Voting for top team tough for Big 12 coaches.

Monday, November 24, 2008 | 5:57 p.m. CST; updated 8:33 p.m. CST, Friday, November 28, 2008

Oklahoma beat Texas Tech, which beat Texas, which beat Oklahoma. So who’s better?

Coaches from the Big 12 Conference struggled with that question this week as they placed votes that affect the Bowl Championship Series standings. If all three of the teams, each tied at the top of the Big 12 South at 6-1, win their games this week, the BCS rankings will determine who plays Missouri, the North champions, in the Big 12 title game.

Nebraska coach Bo Pelini said he ranked Oklahoma higher than Texas based on his firsthand impression of the Sooners.

“I'm more based on who I've played and what I've seen,” said Pelini, whose team did not play Texas this year. “You could probably go either way in a lot of these instances, but you got to vote the way you see it.”

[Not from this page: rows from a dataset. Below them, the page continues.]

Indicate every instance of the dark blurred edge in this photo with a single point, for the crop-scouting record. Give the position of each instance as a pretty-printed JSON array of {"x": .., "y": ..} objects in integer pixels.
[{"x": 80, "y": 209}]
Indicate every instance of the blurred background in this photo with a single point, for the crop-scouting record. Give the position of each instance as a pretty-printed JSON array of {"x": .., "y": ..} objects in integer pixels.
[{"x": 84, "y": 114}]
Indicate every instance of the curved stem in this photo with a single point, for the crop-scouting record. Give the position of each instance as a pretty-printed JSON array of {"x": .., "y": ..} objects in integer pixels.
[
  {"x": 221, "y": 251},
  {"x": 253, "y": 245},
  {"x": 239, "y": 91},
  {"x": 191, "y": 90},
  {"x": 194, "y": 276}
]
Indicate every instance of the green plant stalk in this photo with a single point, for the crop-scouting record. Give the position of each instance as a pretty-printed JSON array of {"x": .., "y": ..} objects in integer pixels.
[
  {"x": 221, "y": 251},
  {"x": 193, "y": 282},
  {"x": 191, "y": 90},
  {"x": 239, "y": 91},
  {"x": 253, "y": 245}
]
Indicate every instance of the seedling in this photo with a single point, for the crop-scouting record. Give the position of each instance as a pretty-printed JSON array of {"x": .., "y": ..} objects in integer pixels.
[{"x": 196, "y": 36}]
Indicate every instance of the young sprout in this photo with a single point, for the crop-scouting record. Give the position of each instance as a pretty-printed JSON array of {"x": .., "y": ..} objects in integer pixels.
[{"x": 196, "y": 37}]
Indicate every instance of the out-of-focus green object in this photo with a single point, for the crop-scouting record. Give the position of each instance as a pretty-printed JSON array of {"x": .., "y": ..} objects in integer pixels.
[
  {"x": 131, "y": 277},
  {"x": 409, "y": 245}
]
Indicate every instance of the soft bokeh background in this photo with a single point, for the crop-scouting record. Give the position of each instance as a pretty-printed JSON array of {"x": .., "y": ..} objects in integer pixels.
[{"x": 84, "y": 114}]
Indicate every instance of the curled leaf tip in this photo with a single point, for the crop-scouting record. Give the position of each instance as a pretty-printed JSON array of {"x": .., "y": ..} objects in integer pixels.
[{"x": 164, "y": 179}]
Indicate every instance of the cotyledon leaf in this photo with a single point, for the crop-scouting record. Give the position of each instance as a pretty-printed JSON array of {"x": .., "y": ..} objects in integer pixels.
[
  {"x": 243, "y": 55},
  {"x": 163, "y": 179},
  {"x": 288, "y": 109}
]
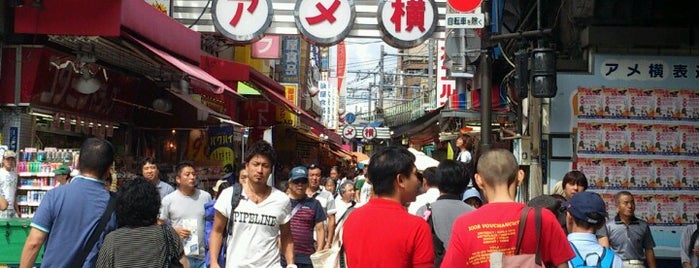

Pelini revealed his favorite, though most keep their USA Today Coaches Poll picks confidential throughout the season. Only the final ballots are made public.

Missouri coach Gary Pinkel declined to share how he voted this week, saying only that he takes the responsibility “very, very seriously,” and “I do what I think is the right thing to do.”

Texas coach Mack Brown also told reporters he would keep his rankings secret until the final vote.

Oklahoma came out No. 2 in the Coaches Poll, with Texas at No. 4. In the BCS standings, which involve computer rankings, Texas stayed ahead of Oklahoma by .0084 of a point.

Colorado coach Dan Hawkins said the decision was a difficult one, but he compared the quality of each team’s wins.

“You look at some teams beat other teams more than others,” Hawkins said, without disclosing the order of his rankings.

Oklahoma pummeled Texas Tech 65-21 in Norman, while the Red Raiders edged the visiting Longhorns 39-33 in the final minutes of their game. Texas trailed Oklahoma until the end of the third quarter, but came back to win 45-35 at a neutral site.

One coach with a stake in the outcome but no vote is Oklahoma’s Bob Stoops. Stoops declined to vote in this year’s poll for reasons he did not expand on, but cited the limited amount of time to make informed decisions as a major reason.

Does Stoops regret giving up his vote?

“Probably,” he said.

If he still had his say, Stoops said he would look at teams’ recent play.

“There’s arguments for and against everybody, not just us, anyone who’s got one loss,” Stoops said. “That’s just the way it is, but again, I think most logic goes to who’s doing what down the stretch and who’s playing well right now.”

Not surprisingly, those criteria happen to favor his team.

SYNDER NO SURPRISE: Few Big 12 coaches who knew former Kansas State coach Bill Snyder expressed surprise that he would come out of retirement to replace fired coach Ron Prince.“I’ll be honest,” Kansas coach Mark Mangino said, “I was a lot more surprised when he retired than when I heard he was coming back.”

Texas coach Mack Brown said he could easily understand why Snyder would return.

“Every time I see him, he’s missing coaching, missing those kids and missing the excitement of the game,” Brown said. “I’m really excited to see him back because he’s one of the best.”

Brown has another reason to be glad Synder will be back.

“I’m getting to be one of the oldest ones in the meetings, so I like to have somebody as old as I am to talk to in the Big 12 coaches meetings,” Brown said.

Snyder turned 69 in October. Brown is 57.

Snyder, who was retired for three years while Prince had the job, has an 136-68-1 record with the Wildcats.

“He loves the game and does a great job with it,” Oklahoma coach Bob Stoops said. “I’m sure he’ll do another great job.”

THANKFUL FOR THANKSGIVING GAME: Texas and Texas A&M return their rivalry to Thanksgiving this year, and coaches couldn’t be more pleased.

“To be on Thanksgiving Day night and that spotlight, I think not only as a coach is it an honor, but as a player too,” A&M coach Mike Sherman said.

The Aggies and the Longhorns played on Thanksgiving 60 times until the game was moved in 1996. The teams face off on Thursday again this year and next.

“As a child I grew up in a coaching home with my dad and my granddad and we sat on Thursday night, Thanksgiving night and watched the Texas-Texas A&M game,” Texas coach Mack Brown said. “It got to be tradition in our family.”

The coaches said they look forward to the national attention the matchup will receive, especially with the number of in-state students on both teams.

“The game in itself is a testament to Texas high school football and Texas high school football coaches,” Sherman said.